Mayor of Bandung
- In office 16 October 1993 – 16 October 1998
- Preceded by: Ateng Wahyudi
- Succeeded by: Aa Tarmana

Personal details
- Born: 1944 or 1945
- Died: 8 April 2010 (aged 65) Bandung, West Java, Indonesia

Military service
- Branch/service: Indonesian Army
- Rank: Colonel

= Wahyu Hamijaya =

Wahyu Hamijaya (1944/1945 – 8 April 2010) was an Indonesian military officer and politician who was the Mayor of Bandung for one term between 1993 and 1998. He was a colonel in the Indonesian Army.
==Career==
Immediately prior to being sworn in as mayor, he was a colonel in the Indonesian Army, as commander of the 72nd Military Area Command in the Yogyakarta Special Region. He was elected by vote of the Bandung city council on 13 September 1993, receiving 38 of 45 votes cast. He was made mayor officially the following month.

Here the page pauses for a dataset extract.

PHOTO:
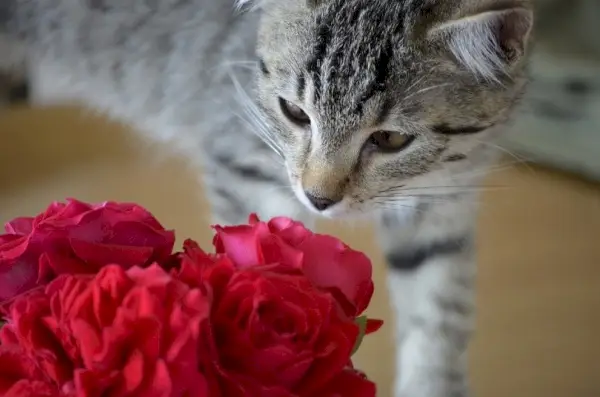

During his tenure as mayor, Hamijaya relocated street vendors into a centralized location, but within a month, the vendors returned to their previous spots leading to clashes with municipal officials when the government attempted to move them back. This eventually led to a number of shophouses in the city being damaged. Hamijaya was replaced by Aa Tarmana in 1998.

==Death==
He died on 8 April 2010 at the Hasan Sadikin Hospital in Bandung, at the age of 65, due to brain hemorrhage. He was buried in Pameutingan village in Bandung Regency, near his home.